What does a blogger do when she’s feeling frustrated, stretched, and simultaneously directionless?
She pulls out all the posts she’s started and dumps them into a single post.

1. At the end of the school year, I took my four plus the two from carpool to the library. Their mother said they could bring home as many books as they could carry. I had to giggle (inwardly, of course) when I saw the way they struggled with the stack of books. They took that directive very literally and went right to the edge.
2. The interstate bridge work that’s caused traffic nightmares for our part of town is finally winding down. It’s been very interesting to watch, but I’m so glad all the entry points to the north are available as options again. We were getting epic lines at the 4-way stop.
3. Does it bother anyone else that cards are being taken without PIN number or signature? I mean, how much time does it really take, and as overly freaked out about privacy as we are these days, why on earth are they doing away with layers of security?
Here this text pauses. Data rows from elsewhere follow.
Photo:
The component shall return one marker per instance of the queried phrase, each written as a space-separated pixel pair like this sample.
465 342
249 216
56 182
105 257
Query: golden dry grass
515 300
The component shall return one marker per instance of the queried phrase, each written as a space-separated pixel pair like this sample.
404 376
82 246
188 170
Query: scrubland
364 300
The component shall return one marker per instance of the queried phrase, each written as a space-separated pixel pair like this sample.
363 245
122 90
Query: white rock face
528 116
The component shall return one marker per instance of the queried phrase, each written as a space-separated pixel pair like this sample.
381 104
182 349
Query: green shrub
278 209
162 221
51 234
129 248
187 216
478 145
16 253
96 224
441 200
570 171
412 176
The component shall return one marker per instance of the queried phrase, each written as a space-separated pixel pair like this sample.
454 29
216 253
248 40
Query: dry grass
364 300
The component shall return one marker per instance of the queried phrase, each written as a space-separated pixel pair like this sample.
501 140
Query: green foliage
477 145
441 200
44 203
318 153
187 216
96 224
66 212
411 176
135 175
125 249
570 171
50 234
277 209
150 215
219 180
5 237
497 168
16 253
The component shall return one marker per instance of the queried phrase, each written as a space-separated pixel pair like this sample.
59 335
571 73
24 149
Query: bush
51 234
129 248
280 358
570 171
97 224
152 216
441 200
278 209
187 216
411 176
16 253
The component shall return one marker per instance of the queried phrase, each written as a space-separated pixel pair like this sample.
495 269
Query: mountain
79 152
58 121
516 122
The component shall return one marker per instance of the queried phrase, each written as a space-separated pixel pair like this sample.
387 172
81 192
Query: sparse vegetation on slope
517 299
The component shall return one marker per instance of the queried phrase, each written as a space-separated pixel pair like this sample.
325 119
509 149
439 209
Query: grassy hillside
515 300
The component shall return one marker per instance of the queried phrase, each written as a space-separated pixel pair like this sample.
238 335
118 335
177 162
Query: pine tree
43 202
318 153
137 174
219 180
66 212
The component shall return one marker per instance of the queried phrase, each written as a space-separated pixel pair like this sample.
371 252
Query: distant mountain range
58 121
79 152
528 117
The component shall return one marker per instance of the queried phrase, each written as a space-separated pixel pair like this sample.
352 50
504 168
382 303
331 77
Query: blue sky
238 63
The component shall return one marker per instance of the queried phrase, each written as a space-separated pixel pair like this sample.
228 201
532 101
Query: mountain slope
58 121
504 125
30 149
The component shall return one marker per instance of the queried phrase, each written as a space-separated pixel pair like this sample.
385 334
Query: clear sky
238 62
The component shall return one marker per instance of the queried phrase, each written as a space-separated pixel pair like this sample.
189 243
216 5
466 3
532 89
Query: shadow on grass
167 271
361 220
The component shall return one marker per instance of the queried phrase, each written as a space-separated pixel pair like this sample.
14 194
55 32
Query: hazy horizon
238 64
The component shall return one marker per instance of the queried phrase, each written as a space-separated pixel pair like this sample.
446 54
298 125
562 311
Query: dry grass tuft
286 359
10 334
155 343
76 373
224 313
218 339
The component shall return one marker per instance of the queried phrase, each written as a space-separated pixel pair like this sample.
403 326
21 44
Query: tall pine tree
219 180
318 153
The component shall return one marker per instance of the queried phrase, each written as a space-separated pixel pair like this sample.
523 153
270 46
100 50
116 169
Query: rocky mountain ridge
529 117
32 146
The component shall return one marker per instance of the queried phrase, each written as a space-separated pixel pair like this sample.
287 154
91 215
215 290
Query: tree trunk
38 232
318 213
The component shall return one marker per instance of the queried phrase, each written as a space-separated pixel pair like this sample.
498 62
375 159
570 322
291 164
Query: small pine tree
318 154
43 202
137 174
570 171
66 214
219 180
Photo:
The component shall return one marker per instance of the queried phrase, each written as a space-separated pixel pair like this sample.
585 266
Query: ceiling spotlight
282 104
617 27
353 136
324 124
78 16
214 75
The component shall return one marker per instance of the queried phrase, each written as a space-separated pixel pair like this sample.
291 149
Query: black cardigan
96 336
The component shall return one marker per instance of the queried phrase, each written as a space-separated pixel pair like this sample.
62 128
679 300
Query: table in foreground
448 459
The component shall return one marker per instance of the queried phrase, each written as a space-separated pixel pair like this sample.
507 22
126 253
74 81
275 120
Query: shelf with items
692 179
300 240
4. Once, I thought I’d write a whole post about how different classical music evokes different food associations for me. But then I realized, if modern culture can only handle classical music as a blazing billboard advertising: “BAD GUY! BAD GUY!”, then who would read such a post? Still, I’ll say this much: Rachmaninov Vespers is like butter cake, so rich you feel your arteries clogging up. Glorious, so glorious that I can only listen to it in small doses because it feels as if I’m going to turn into a Marvel movie CG and shatter into shining pieces of light. This April I played in the orchestra that accompanied the university choirs. We did Symphony of Psalms and Alexander Nevsky, but the concert began with an a cappella selection from the Vespers, and when they sang it at dress rehearsal I fell to pieces, right there in the front row of the orchestra. Being in the middle of that sound was an overload to the emotional circuitry. It was amazing.
Why don’t I just stop there and leave you with a glorious shadow of that experience? It’s less than three minutes. Come on. You can let this play for three minutes in the background while you check Facebook and Twitter.
Loved your books at the library comment. Brought back memories of when I was a kid and took out about 30 books one weekend on my card. I didn’t get to take all of them home. My dad made me return 25 of them immediately and let me take 5 home. I think that made me hungry for books because I have enough now to stock a small lending library of my own now- and its still not enough. I will be replacing some well loved but worn volumes this week and keeping up with some new favorite series.
Our main problem is that the kids lose them. We’ve instituted a 3-book checkout limit this summer after Thing 2, I mean Michael, left a Batman/Joker book in the tree house at my parents’ house and it got rained on. We can’t afford to replace all these books!